The last psychosocial indicator that we evaluated was the belief that bushmeat is becoming scarcer, which was associated with a lower probability of consuming bushmeat but not with the preference for bushmeat or the number of species accepted. This result is important because there is a growing recognition that, above all, the conservation of natural systems depends on understanding behavior so that policy makers can devise strategies to promote behavioral change (St. John et al. 2014). Insofar as people respond to the perception that bushmeat is unsustainable with decreased consumption, outreach campaigns aimed at raising the awareness of local people may positively impact species conservation. However, it could be argued that the perception of bushmeat scarcity might be capturing a price effect because prices tend to increase in locations where bushmeat is scarcer thus decreasing the likelihood of bushmeat consumption. All of our interviewees, however, lived in the same region and in similar locations, so they would have been encountering equivalent bushmeat prices and scarcity. Even so, we found individual variation in beliefs about scarcity, giving credence to our interpretation.
Economic correlates
Three economic indicators were assessed: two objective aspects (cash income and wealth) and one attitudinal indicator (price perception). All were correlated with proxies of bushmeat alternatives, although their effects were always smaller than Social relations.
Higher income was associated with a lower probability that a person would consume bushmeat, but it did not significantly predict the preference for bushmeat or the number of species that was likely to be eaten. Similarly, some studies conducted in African towns have also observed that higher income levels are associated with less bushmeat consumption (Albrechtsen et al. 2005). Others, however, have indicated that people with higher incomes consume more bushmeat in African towns (East et al. 2005) and that traded bushmeat is a luxury good among Africans living in Europe (Chaber et al. 2010). These contrasting results, which have also been observed in rural locations (Coad et al. 2010, Godoy et al. 2010, Kümpel et al. 2010, Rentsch and Damon 2013), could be explained by the variety of conditions found across study locations, such as bushmeat availability, prices, and people’s preferences. There are four plausible explanations for why those with lower incomes are more likely to eat bushmeat in this study.

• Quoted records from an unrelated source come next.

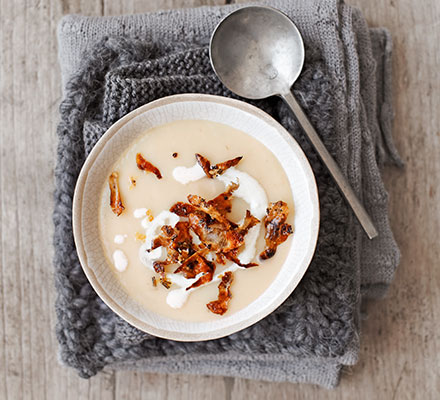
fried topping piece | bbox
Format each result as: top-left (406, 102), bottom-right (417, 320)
top-left (260, 201), bottom-right (293, 260)
top-left (208, 183), bottom-right (238, 215)
top-left (170, 201), bottom-right (196, 217)
top-left (225, 251), bottom-right (258, 268)
top-left (174, 249), bottom-right (215, 290)
top-left (170, 189), bottom-right (260, 264)
top-left (196, 153), bottom-right (243, 179)
top-left (153, 261), bottom-right (171, 289)
top-left (152, 221), bottom-right (198, 264)
top-left (188, 194), bottom-right (236, 228)
top-left (206, 271), bottom-right (234, 315)
top-left (136, 153), bottom-right (162, 179)
top-left (108, 172), bottom-right (125, 216)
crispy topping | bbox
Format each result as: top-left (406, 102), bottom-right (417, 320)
top-left (174, 249), bottom-right (215, 290)
top-left (208, 183), bottom-right (238, 215)
top-left (136, 153), bottom-right (162, 179)
top-left (196, 153), bottom-right (243, 179)
top-left (153, 261), bottom-right (171, 289)
top-left (260, 201), bottom-right (293, 260)
top-left (108, 172), bottom-right (125, 216)
top-left (152, 221), bottom-right (198, 264)
top-left (206, 271), bottom-right (234, 315)
top-left (225, 251), bottom-right (258, 268)
top-left (170, 192), bottom-right (259, 264)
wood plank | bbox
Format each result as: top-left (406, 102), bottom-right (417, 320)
top-left (0, 0), bottom-right (113, 399)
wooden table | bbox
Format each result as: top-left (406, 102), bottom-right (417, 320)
top-left (0, 0), bottom-right (440, 400)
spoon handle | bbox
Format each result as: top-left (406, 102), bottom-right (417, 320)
top-left (281, 90), bottom-right (378, 239)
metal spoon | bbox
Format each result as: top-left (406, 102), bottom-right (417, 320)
top-left (210, 6), bottom-right (378, 239)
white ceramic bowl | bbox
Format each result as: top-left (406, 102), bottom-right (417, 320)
top-left (73, 94), bottom-right (319, 341)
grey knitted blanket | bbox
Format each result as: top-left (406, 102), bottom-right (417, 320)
top-left (53, 0), bottom-right (399, 387)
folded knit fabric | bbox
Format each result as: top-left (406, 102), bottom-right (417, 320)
top-left (54, 0), bottom-right (400, 387)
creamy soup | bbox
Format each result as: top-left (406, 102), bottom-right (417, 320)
top-left (100, 120), bottom-right (294, 321)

First, in contrast to the evidence from Africa, the bushmeat in our sample was mostly supplied by family members who had hunted or received the meat as a gift rather than purchased it. Brashares and colleagues (2011:13934) argued that “in urban areas, the dynamics of wildlife consumption would be dominated by consumer income effects because the shortage of local wildlife made hunting an unrealistic option.” However, in this study, urban residents were able to harvest bushmeat from the surrounding forests or to receive it as a gift through their social networks. Thus, bushmeat could provide an accessible and perhaps cheaper source of animal protein. Although we lack the data necessary to rigorously assess the costs and benefits of harvesting bushmeat, S. Hernandez (unpublished data) found the cost of hunting in the region, including only the necessary supplies, e.g., ammunition, petrol for transport, and ice for preservation, to be about US$0.17 per kilogram, which is much lower than the cost of locally purchased domestic meat, such as chicken (Avg. = US$1.24) or cattle (Avg. = US$6.20), according to recently published prices (van Vliet et al. 2014). However, we caution that this unpublished estimate of hunting costs neglects the cost of labor and the probability of a successful hunt, factors that would likely increase the cost.
Prices could be a second explanatory factor, because similar outcomes, i.e., poorer individuals consume bushmeat more frequently than wealthier individuals, have been observed where bushmeat is cheaper than other animal proteins (Albrechtsen et al. 2005). In contrast, in African locations where bushmeat is more expensive than frozen chicken, poorer people consume less bushmeat (Wilkie et al. 2005, Coad et al. 2010). Therefore, our results appear to contradict previous evidence because the smoked bushmeat (the cheapest form) sold in the towns is, on average, at least three times more expensive than frozen chicken (van Vliet et al. 2014). This apparent contradiction could be explained by the fact that bushmeat mostly comes from harvesting and gifts, which are presumably less expensive alternatives than purchasing.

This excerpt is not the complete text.